Ora, como bem sabemos, os mitos são constitutivamente narrativos, sejam eles tradicionais ou modernos, produtos da comunidade ou livre criação dos indivíduos. Todos almejam dotar o mundo de sentido, modelar comportamentos, fortalecer elos; ninguém lhes fica indiferente, ainda mais quando o desejo de perdurar é protagonizado por uma mulher com elevadas doses de arrojo e desassombro. Perante a autora de O sol nas noites e o luar nos dias, há estudiosos, ou tão-só «amantes», da literatura que se sentem tentados a deter-se com saboreada demora não nos textos propriamente ditos (vozes internas, estruturas, expedientes), mas na sua responsável empírica, na pessoa que lhes preexistiu ou neles soube incorporar-se por interpostas vozes. Uns poucos vão mesmo ao ponto, que importa registar, de lhe renderem um preito que roça o culto.
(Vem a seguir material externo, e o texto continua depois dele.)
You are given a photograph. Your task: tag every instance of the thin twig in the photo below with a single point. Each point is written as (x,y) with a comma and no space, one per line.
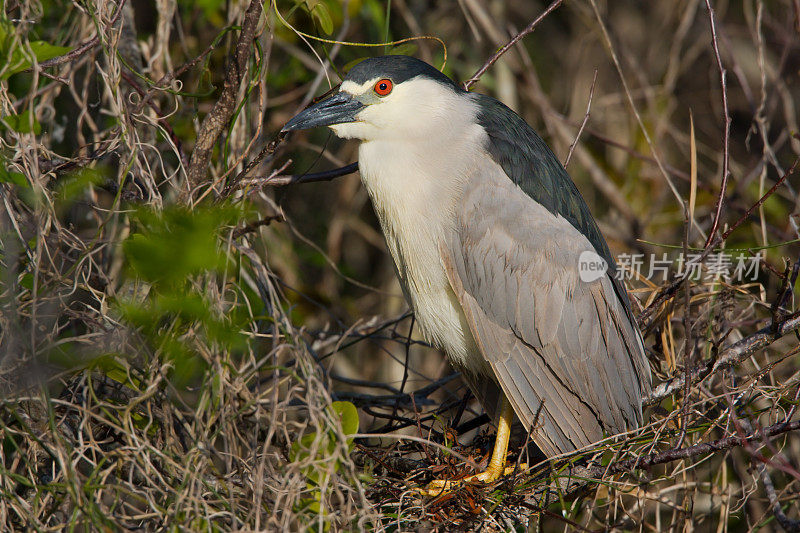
(736,353)
(528,29)
(727,119)
(585,120)
(219,116)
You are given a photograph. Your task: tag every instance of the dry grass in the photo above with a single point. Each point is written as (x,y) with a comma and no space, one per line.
(175,327)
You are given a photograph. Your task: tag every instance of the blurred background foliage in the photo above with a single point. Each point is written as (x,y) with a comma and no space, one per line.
(181,354)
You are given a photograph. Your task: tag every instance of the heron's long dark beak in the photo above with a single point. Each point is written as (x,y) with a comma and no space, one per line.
(336,109)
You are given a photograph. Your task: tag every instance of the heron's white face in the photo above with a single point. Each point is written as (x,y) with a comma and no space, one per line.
(414,110)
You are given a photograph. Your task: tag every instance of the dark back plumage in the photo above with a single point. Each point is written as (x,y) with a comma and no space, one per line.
(530,163)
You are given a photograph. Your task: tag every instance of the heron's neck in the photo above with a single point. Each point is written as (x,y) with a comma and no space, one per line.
(422,179)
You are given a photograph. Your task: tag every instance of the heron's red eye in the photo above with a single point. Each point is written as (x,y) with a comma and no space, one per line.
(383,87)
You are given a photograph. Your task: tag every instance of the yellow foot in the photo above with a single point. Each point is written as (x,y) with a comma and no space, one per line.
(437,487)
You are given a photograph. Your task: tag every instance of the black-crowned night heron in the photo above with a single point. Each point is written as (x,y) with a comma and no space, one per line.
(497,254)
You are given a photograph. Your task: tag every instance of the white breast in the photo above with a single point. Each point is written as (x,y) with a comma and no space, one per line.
(415,205)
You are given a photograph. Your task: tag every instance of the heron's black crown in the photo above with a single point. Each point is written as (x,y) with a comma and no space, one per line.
(398,69)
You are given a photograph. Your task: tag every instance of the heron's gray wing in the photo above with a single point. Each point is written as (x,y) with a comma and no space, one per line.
(552,340)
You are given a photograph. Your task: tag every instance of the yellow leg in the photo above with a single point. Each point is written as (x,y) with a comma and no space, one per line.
(497,464)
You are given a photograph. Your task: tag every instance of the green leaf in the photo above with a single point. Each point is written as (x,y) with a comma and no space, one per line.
(323,16)
(45,51)
(25,122)
(20,61)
Recordemos, a propósito, que a escritora gostava de utilizar, num sentido porventura generoso demais, a expressão «fiéis do amor» – que fizera fortuna em exigentes círculos literários medievais (Dante, Cavalcanti) e chegara até nós por obra do alto romantismo (Novalis) e respectiva progénie (Natália inclusa) – para designar não tanto um modo e uma via elitistas de realização cognoscitivo-espiritual, mas sobretudo o conjunto dos amigos que, entre o apreço e a devoção, iam lendo a sua obra e frequentando os seus assaz badalados «santuários» (Botequim e casa / salão da rua Rodrigues Sampaio).
O 10.° aniversário da morte da escritora marcou o começo do aparecimento de um conjunto de livros sobre os quais – pelo significado que encerram e «diálogo» que entre si estabelecem – valerá a pena determo-nos. Ei-los: 1) Artur Vaz, Natália Correia, escritora do autor e da liberdade, Ponta Delgada, Açores, Junta de Freguesia de Fajã de Baixo, 2003; 2) Ângela Almeida e Francisco Rego Costa (coordenação), In memoriam Natália Correia, Ponta Delgada, Forum Culturas, 2005; 3) Ana Paula Costa, Natália Correia. Fotobiografìa, Lisboa, D. Quixote, 2005; 4) Maria Amélia Campos, A senhora da rosa. Biografia Natália Correia, Lisboa, Parceria A. M. Pereira, 2006. Conforme transcorre dos títulos, estamos perante publicações que procuram manter viva a memória de Natália, sendo por isso de saudar o invulgar aparecimento de várias (logo quatro...) em tão curto período.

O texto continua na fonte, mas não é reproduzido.